With advances in the field of meteorology, modern fire fighting teams can also rely on detailed forecasts to predict more than two weeks’ worth of weather in and around the burn area, Jolly said. And not least of all, fire behaviour specialists can now access models that combine satellite mapping with ecological data collected on the ground to create high-resolution maps of vegetation and fuels present on the landscape. “If we don’t have landscape-scale descriptions of the fuels, then it’s just a guess,” he said.
Yet while the science of fire fighting has developed substantially since the ’88 fires, much of the tactics remain the same. The military-style “incident command” structure that firefighting teams use today has been in place since a few years before the Yellowstone fires broke out. “The actual tactics of how they’re going to engage the fire are still determined from what they see, the observations and likelihood that something might change,” Jolly said.
Even Rothermel, who had a habit of showing up to large wildfires to study fire behaviour in its natural environment, understood the limited value his models could provide without solid data gathered from the front lines.

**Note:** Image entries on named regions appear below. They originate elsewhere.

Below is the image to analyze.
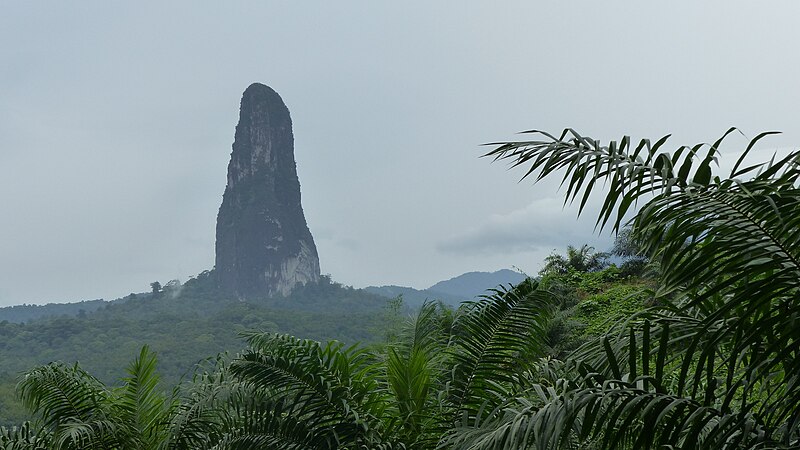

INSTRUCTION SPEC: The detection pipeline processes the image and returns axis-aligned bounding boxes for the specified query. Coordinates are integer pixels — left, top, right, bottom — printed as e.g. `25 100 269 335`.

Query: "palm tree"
200 280 553 449
450 129 800 449
14 346 205 450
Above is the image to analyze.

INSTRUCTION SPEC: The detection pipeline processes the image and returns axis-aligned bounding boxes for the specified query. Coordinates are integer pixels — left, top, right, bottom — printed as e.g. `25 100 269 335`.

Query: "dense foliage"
6 130 800 450
0 274 394 426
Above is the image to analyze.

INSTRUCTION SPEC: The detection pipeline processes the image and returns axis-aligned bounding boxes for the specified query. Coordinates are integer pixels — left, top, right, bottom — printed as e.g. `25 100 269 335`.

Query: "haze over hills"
364 269 525 307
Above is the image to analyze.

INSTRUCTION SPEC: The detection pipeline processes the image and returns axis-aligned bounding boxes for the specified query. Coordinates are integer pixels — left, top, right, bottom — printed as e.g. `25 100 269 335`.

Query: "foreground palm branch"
470 130 800 449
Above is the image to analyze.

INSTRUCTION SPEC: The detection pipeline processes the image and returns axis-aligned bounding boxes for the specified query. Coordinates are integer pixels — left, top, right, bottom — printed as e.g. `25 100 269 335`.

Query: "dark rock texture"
215 83 320 298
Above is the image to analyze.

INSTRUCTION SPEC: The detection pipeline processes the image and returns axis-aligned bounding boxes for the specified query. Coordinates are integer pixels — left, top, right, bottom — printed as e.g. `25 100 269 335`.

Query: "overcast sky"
0 0 800 305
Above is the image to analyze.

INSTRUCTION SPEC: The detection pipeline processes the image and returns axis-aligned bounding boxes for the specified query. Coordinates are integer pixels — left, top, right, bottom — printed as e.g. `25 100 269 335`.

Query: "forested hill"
0 274 396 425
364 269 525 307
0 299 108 323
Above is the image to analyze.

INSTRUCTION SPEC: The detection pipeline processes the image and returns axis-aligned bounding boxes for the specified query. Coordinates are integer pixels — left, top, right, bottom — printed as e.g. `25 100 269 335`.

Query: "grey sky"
0 0 800 305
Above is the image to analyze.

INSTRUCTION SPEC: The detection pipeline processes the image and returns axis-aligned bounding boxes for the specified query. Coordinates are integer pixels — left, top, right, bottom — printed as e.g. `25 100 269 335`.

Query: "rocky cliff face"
215 83 320 297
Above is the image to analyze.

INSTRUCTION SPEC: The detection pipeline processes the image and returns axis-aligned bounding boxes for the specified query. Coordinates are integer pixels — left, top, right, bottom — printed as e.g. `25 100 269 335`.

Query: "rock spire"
215 83 320 298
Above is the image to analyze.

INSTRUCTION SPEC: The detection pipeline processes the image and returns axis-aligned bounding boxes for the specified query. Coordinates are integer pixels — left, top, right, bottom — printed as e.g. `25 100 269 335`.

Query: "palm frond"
448 279 555 421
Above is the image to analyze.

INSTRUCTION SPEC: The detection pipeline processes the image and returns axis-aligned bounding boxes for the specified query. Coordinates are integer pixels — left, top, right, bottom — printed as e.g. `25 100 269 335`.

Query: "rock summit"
215 83 320 298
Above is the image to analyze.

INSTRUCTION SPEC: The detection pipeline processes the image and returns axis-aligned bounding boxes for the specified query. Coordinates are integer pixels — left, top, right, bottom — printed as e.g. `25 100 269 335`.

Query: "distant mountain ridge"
364 269 525 307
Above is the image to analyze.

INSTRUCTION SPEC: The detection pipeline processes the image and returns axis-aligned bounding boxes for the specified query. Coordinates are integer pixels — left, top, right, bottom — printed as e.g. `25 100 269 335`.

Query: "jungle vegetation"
0 129 800 449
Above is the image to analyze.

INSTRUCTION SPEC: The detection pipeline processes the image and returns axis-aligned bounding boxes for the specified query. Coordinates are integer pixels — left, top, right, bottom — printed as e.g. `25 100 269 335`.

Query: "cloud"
437 197 610 255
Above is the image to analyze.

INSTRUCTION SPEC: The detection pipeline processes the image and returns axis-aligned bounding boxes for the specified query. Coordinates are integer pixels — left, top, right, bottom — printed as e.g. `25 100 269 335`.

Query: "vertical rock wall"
215 83 320 297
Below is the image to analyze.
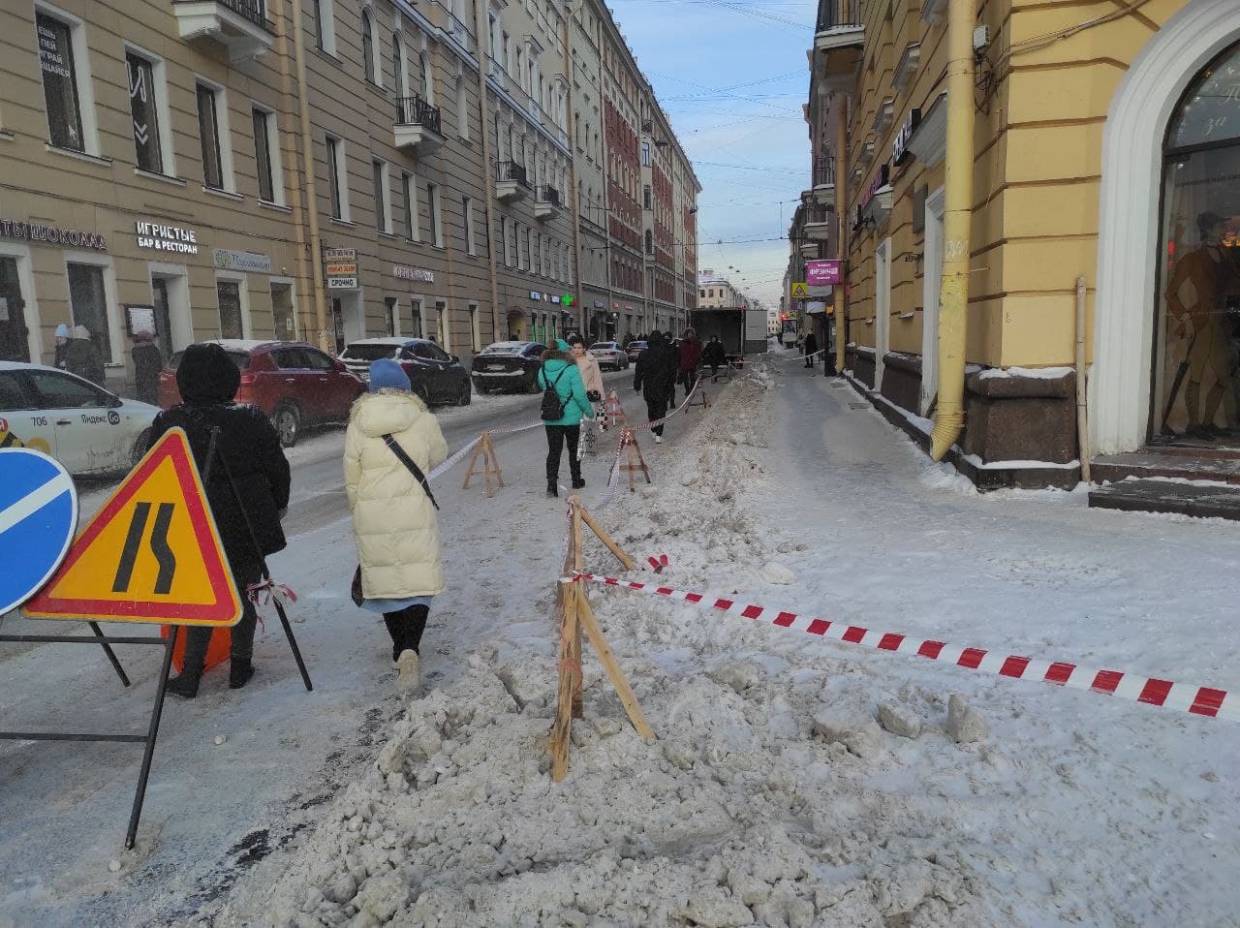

Working on a separate fire burning near Glacier National Park, Krebs said he unexpectedly bumped into the computer-toting engineer walking around with one of his colleagues and punching numbers into the portable device. “I was in charge of prescribing when they would do a burnout on this fire and here come these two guys from the fire science lab,” Krebs said. “I said, ‘You’re scaring the heck out of me, man, with that little black box in your hand.’ … He said, ‘John, it’s not what comes out of this black box, it’s what goes into it that makes the difference. You’re not going to get an answer unless you know what goes into getting that answer.’”
But while the science that fire fighters use to plan their approach has progressed dramatically since 1988, the type of fire behaviour seen in Yellowstone that year has simply become more common in the West. “Those of us that were out there during that summer of ’88 thought that this would be one of the summers to end all summers. It was just incredible how much fire was out there on the landscape,” Poncin said. “Looking back, it was more of a foreshadowing of what we’re going to see more and more of. That was probably one of my big takeaways.”